Lily (Horsley) is a loser. She dreams of nothing in life but attracting the affections of Jarrod (Clement), a fellow loser who’s a regular customer at the fast food restaurant where she works. But Jarrod is having trouble committing, because he’s got revenge on his mind…
It is often Hollywood rule that geeks are Calvin Klein models with Harry Palmer glasses and mildly unflattering fringes, to be brushed romantically aside at some point in the final reel, thus rendering their inner beauty external. Eagle Vs Shark has no such airbrushed view. The nearest either of its dweeby leads gets to a makeover is pulling on an ill-fitting shell suit and moving their parting a couple of millimetres to the left to denote party time.
Ugly as they may be, writer/director Taika Waititi loves his star-crossed geeks, and it’s this affection that makes the film such an inclusive, delightful experience, free of the sneer that blights the lips of many a movie about the popularity-challenged. His leads might sound like rejects from any number of Napoleon Dynamite wannabes - Lily (Loren Horsley) is a blot at shopping mall fastfoodery Meaty Boy, where she projects her dreams on the Cro-Magnon brow of Jarrod (Jemaine Clement); Jarrod is oblivious to all around him, particularly Lily, as he dedicates his energy to becoming a fighting machine and wreaking vengeance on a childhood bully - but Waititi always keeps his story grounded in character, not caricature.

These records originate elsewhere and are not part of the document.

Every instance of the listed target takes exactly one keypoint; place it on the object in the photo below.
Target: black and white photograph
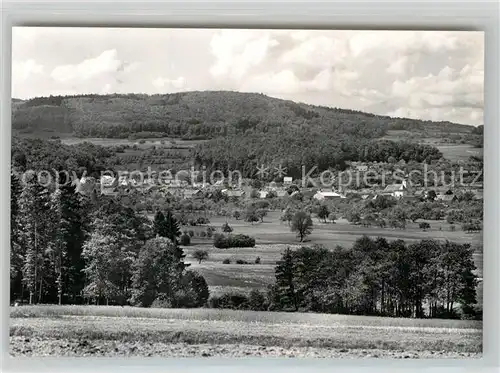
(235, 193)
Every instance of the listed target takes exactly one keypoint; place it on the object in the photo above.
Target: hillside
(207, 114)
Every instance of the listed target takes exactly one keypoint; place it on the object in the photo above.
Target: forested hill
(202, 115)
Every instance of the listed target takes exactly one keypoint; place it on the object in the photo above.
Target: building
(281, 193)
(192, 193)
(395, 190)
(234, 193)
(263, 194)
(322, 195)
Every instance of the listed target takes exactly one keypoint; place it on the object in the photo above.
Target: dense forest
(207, 115)
(309, 149)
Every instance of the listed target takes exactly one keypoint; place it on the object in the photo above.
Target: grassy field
(101, 330)
(273, 236)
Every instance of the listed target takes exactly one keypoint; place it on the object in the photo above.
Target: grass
(199, 326)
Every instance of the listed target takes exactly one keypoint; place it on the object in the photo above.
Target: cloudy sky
(418, 74)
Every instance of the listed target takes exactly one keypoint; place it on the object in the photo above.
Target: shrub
(185, 240)
(257, 301)
(222, 241)
(232, 300)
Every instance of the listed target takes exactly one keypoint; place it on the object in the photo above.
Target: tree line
(67, 248)
(376, 277)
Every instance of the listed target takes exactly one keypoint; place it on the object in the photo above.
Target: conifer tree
(34, 207)
(285, 282)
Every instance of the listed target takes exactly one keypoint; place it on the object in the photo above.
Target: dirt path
(35, 346)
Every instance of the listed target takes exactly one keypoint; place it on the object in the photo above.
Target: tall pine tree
(35, 235)
(16, 250)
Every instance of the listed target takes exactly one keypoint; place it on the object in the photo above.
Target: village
(184, 187)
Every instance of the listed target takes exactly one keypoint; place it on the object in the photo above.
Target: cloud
(23, 70)
(424, 73)
(107, 62)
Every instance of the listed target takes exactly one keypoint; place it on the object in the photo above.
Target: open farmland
(128, 331)
(273, 236)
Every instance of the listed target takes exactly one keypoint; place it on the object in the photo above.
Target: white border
(474, 15)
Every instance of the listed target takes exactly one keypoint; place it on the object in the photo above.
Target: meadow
(273, 236)
(107, 330)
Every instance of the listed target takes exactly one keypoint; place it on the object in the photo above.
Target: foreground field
(108, 331)
(273, 236)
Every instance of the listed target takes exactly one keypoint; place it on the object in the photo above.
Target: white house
(395, 190)
(322, 195)
(263, 193)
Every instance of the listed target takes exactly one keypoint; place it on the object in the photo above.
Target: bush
(185, 240)
(222, 241)
(232, 300)
(257, 301)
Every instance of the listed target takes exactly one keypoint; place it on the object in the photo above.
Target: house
(281, 193)
(322, 195)
(192, 193)
(219, 183)
(108, 181)
(395, 190)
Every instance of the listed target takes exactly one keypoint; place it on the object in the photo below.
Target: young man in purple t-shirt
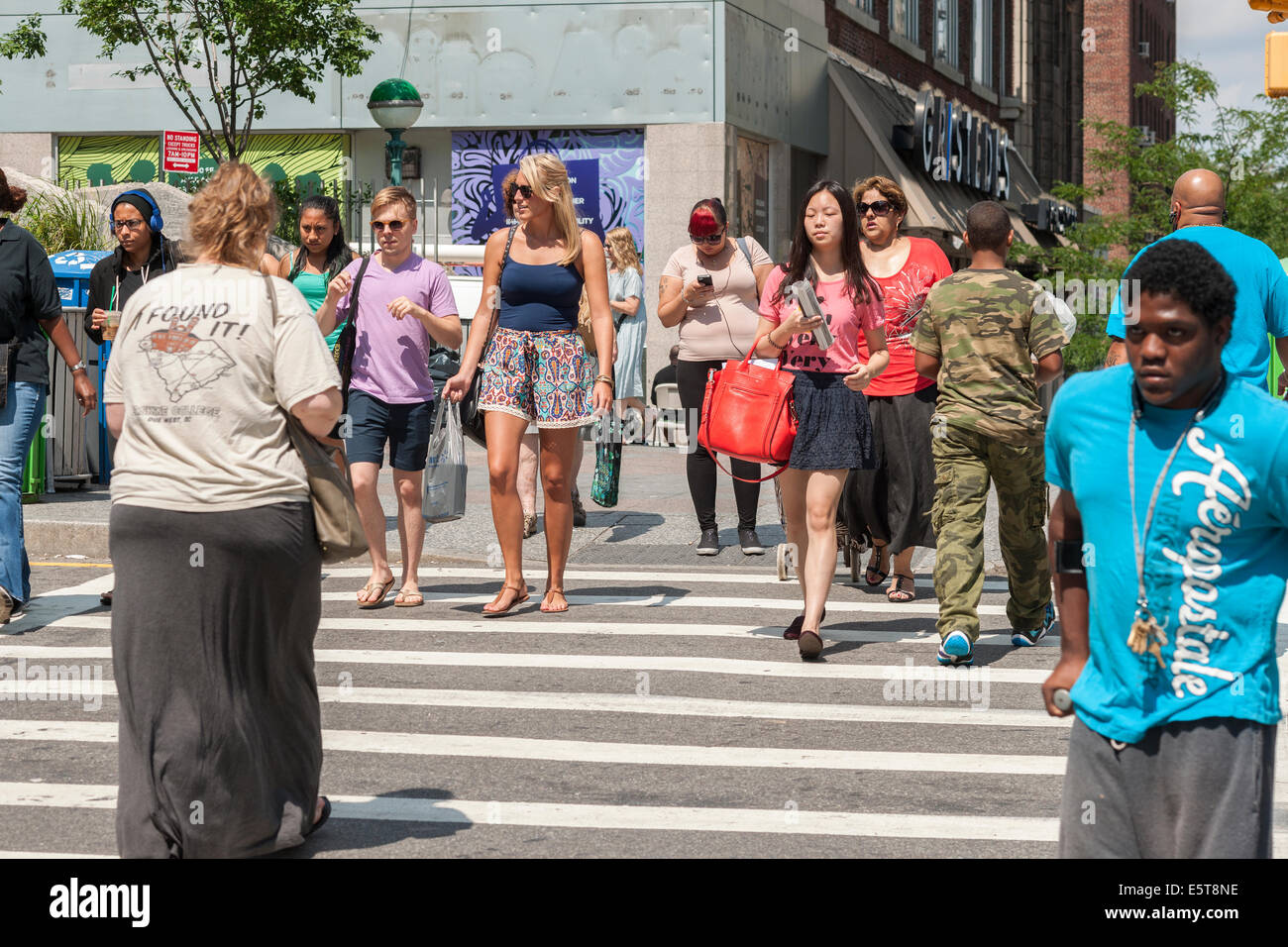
(404, 305)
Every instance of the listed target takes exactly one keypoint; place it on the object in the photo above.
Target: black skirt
(220, 731)
(835, 432)
(893, 500)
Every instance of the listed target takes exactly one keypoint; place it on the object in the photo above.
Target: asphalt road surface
(662, 715)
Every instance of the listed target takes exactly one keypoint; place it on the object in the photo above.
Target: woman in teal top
(322, 254)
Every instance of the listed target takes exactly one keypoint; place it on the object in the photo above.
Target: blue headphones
(155, 223)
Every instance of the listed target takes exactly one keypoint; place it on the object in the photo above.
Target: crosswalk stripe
(691, 577)
(596, 628)
(785, 821)
(590, 751)
(958, 678)
(8, 856)
(664, 600)
(664, 705)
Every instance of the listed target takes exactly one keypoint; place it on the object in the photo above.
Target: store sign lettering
(961, 146)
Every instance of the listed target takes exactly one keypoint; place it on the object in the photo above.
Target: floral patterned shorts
(540, 376)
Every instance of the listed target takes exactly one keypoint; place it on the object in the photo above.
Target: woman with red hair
(711, 290)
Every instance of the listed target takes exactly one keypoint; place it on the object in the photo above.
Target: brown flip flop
(366, 590)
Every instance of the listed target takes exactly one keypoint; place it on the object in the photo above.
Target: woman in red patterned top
(896, 497)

Lily and Jarrod’s slow realisation that there’s more to life than perfecting your score on Fight Man or nervously chatting yourself up in the mirror might be one most people make aged 14, but adolescent awkwardness still strikes a chord, even if those experiencing it are at least a decade on from their first hormone eruption.

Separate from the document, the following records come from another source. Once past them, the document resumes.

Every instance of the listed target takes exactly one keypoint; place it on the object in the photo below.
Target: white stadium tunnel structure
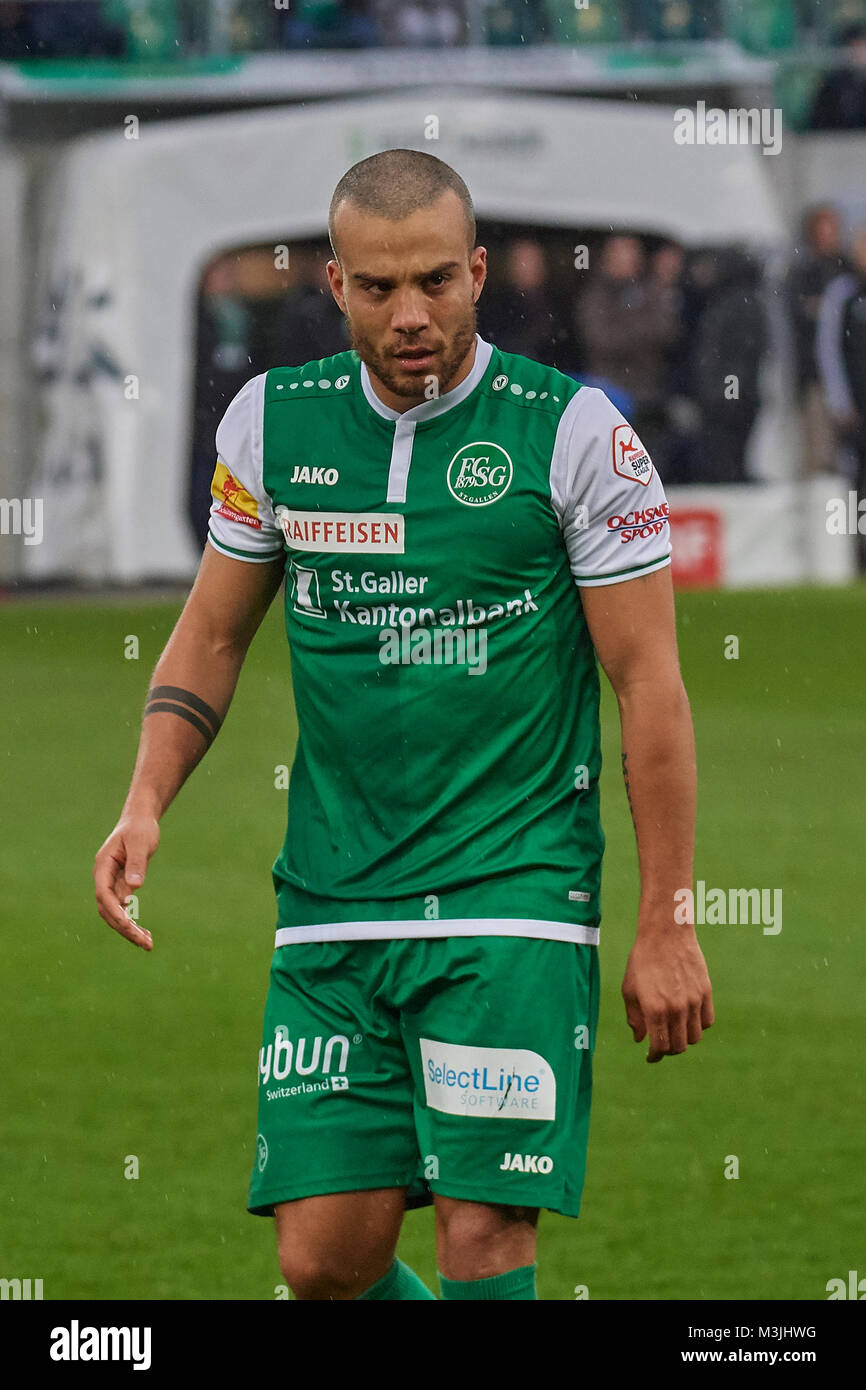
(134, 221)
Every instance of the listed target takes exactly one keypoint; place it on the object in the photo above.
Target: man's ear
(335, 280)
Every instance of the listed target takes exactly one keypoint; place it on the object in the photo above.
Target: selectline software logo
(488, 1082)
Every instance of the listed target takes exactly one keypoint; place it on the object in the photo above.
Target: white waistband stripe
(449, 927)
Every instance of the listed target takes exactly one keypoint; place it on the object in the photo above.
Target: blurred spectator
(526, 314)
(230, 350)
(841, 362)
(816, 263)
(307, 323)
(424, 24)
(328, 24)
(15, 35)
(627, 323)
(840, 102)
(729, 349)
(672, 424)
(59, 29)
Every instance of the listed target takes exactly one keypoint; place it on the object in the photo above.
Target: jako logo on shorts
(494, 1082)
(281, 1057)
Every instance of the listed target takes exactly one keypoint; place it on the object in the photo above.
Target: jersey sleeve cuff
(250, 556)
(588, 581)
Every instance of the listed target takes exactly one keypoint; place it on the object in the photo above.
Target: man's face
(409, 292)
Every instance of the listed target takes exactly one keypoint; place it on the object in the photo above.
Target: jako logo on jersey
(488, 1082)
(480, 473)
(348, 533)
(327, 476)
(630, 458)
(527, 1164)
(285, 1055)
(640, 524)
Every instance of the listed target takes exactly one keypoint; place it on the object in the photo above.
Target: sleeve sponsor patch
(235, 503)
(630, 458)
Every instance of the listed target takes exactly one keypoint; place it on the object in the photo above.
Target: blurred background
(166, 170)
(164, 175)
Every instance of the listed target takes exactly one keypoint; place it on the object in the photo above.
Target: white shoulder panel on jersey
(606, 494)
(242, 521)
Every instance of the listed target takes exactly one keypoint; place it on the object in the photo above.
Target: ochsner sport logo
(492, 1082)
(480, 473)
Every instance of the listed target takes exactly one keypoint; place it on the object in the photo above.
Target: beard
(406, 384)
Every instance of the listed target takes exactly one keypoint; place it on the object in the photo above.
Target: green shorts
(458, 1065)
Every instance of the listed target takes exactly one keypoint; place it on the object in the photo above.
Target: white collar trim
(438, 405)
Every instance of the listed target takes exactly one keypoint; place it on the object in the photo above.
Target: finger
(677, 1032)
(116, 915)
(708, 1015)
(659, 1043)
(694, 1023)
(113, 911)
(635, 1020)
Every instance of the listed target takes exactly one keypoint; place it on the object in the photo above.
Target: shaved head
(395, 184)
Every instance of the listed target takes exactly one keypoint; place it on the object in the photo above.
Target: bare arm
(189, 694)
(666, 988)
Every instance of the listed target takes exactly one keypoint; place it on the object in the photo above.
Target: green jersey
(446, 688)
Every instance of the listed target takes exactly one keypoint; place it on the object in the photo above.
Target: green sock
(399, 1283)
(516, 1283)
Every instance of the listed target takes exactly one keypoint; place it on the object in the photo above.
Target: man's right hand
(118, 872)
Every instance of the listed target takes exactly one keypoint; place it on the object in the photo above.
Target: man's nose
(409, 313)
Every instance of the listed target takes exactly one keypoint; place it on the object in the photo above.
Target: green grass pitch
(110, 1052)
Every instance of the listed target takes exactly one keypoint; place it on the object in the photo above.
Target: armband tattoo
(171, 699)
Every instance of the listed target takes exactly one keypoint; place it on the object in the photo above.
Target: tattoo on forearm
(627, 787)
(171, 699)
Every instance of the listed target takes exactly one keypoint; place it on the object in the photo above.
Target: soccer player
(460, 530)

Waititi is of that peculiarly Antipodean school of filmmaking that dictates all visuals must be slightly glum and all characters a little freakish, yet somehow insightful, but he nails his tone. Much of the movie’s charm must also be attributed to Horsley and Clement’s easy rapport. Horsley’s performance is one of quiet comedy brilliance: her cow-eyed earnestness is adorable and her lip-chewing serves as the perfect silent punchline to almost any joke. Clement is an unlovable but hilarious rock throughout, constantly puffing up his own ego only to have it quickly punctured by his pathetic reality. You wouldn’t want to be seen with either of them in public, but they’re a wonderful pair to enjoy in a cinema where nobody can see you.
So quirky that it’s almost in danger of collapsing under the weight of its own antic whimsy at times, but a comic delight destined for cult adoration.